Perhaps, however, the most important Stoic legacy to the history of moral thought was in the concept of universal brotherhood. In his famous Elements of Ethics, part of which was discovered as a papyrus fragment in 1901 at Hermopolis, now in modern Egypt, the second century Stoic philosopher Hierocles imagines very individual as standing at the centre of a series of concentric circles. The first circle is the mind, next comes the immediate family, followed by the extended family, the local community, the community of neighbouring towns, the country, and finally the entire human race. To be virtuous, Hierocles suggested, is to draw these circles together, constantly to transfer people from the outer circles to the inner circles, to treat strangers as cousins and cousins as brothers and sisters, making all human beings part of our concern. The Stoics called this process of drawing the circles together oikeiosis, a word that is almost untranslatable but means something like the process by which everything is made into your home.

There were limits, of course, to the Stoics’ benevolence. Epictetus might have been a freed slave, but Stoics had little to say about slavery. All humans sprang from the same mould. ‘The man whom you call your slave sprang from the same stock’, Seneca wrote,  ‘is smiled upon by the same skies and on equal terms with yourself breathes, lives and dies.’ But slavery was a condition of the body and therefore untouchable by human hands.
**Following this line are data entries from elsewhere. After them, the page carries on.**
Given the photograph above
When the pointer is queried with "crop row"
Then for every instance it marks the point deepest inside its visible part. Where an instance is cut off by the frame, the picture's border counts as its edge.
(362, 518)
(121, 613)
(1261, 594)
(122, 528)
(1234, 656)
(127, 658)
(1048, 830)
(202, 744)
Stoics certainly thought that slaves should be treated decently. But they did not believe it possible to challenge the actual institution. The slavery that mattered to Stoics was the slavery of the soul. Physical slaves, they believed, could transcend their brute bondage, indeed could only transcend their brute bondage, by exercising their freedom of spirit.

Nevertheless, in an age in which rights and duties were defined solely in relation to the polis or the state, in which barbarians were regarded as fit for enslavement, and in which Aristotle defended slavery on the grounds that some people were naturally created to be enslaved, there is something hugely impressive about the Stoics’ pursuit of oikeiosis. ‘Never in reply to the question, to what country you belong, say that you are an Athenian or a Corinthian’, Epitectus wrote, ‘but that you are a citizen of the world. For why do you say that you are an Athenian, and why do you not say that you belong to the small nook only into which your poor body was cast at birth?’ From God, Epictetus continued, ‘have descended the seeds not only to my father and grandfather, but to all beings which are generated on the earth’. So why should not every human being ‘call himself a citizen of the world?’

It is a cosmopolitan vision that would be startling today, let alone two thousand years ago.